After integrating both across a range of client setups, here’s how I’d frame the decision:

Reach for Plausible when:

  • You need rich dimensional breakdowns — traffic by source + page + country in one query
  • You’re building a reporting layer that aggregates across multiple sites (the multi-site API support is genuinely well thought-out)
  • UTM campaign tracking is important and you want API access to UTM dimensions
  • You want the Cloud option with the fewest operational headaches

Reach for Umami when:

  • You’re self-hosting and want MIT-licensed software with no usage restrictions
  • You need event tracking with custom properties, and want API access to those events
  • Your team already runs a Node.js or similar stack and wants something that feels at home
  • Operational simplicity of the self-hosted instance is a priority — Umami is lightweight by design

If you’re building on top of first-party data tracking without cookies, either tool works well — Umami’s event API gives you more direct access to custom event data, while Plausible’s aggregation API is cleaner for traffic summaries.

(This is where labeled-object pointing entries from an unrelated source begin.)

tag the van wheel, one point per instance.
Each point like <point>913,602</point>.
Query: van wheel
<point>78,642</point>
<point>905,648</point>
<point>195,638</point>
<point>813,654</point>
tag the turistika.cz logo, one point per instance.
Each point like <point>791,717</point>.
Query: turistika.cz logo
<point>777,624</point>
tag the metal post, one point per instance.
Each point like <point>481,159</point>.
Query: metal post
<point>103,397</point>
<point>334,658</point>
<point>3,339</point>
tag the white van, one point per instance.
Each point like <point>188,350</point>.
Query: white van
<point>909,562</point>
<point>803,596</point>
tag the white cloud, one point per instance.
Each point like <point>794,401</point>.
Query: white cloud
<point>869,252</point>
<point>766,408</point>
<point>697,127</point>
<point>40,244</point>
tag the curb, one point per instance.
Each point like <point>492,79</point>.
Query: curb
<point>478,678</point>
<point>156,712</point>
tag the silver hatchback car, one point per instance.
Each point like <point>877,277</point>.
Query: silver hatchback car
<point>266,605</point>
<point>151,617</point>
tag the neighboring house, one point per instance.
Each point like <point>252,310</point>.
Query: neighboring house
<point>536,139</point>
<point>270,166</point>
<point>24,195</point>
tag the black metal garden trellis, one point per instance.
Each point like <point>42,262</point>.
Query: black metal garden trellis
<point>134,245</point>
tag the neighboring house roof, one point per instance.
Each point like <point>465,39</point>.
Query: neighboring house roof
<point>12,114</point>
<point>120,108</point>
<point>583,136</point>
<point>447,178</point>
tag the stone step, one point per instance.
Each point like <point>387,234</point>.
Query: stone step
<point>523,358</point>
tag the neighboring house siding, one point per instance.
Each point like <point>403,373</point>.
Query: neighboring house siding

Building a Small Pipeline: Nightly Stats to Postgres

Let’s put this together in a concrete example. The goal: pull yesterday’s stats from Plausible (or Umami) each night and store them in a local Postgres table for long-term trend analysis.

The Schema

CREATE TABLE daily_stats (
  id         SERIAL PRIMARY KEY,
  site_id    TEXT NOT NULL,
  stat_date  DATE NOT NULL,
  pageviews  INTEGER,
  visitors   INTEGER,
  source     TEXT DEFAULT 'plausible',
  fetched_at TIMESTAMPTZ DEFAULT now(),
  UNIQUE (site_id, stat_date, source)
);

The Fetch Script (Node.js)

// fetch-stats.mjs
import { Client } from 'pg';

const PLAUSIBLE_KEY = process.env.PLAUSIBLE_API_KEY;
const SITE_ID = process.env.SITE_ID; // e.g. "yourdomain.com"

async function fetchYesterday() {
  const yesterday = new Date();
  yesterday.setDate(yesterday.getDate() - 1);
  const dateStr = yesterday.toISOString().split('T')[0]; // "YYYY-MM-DD"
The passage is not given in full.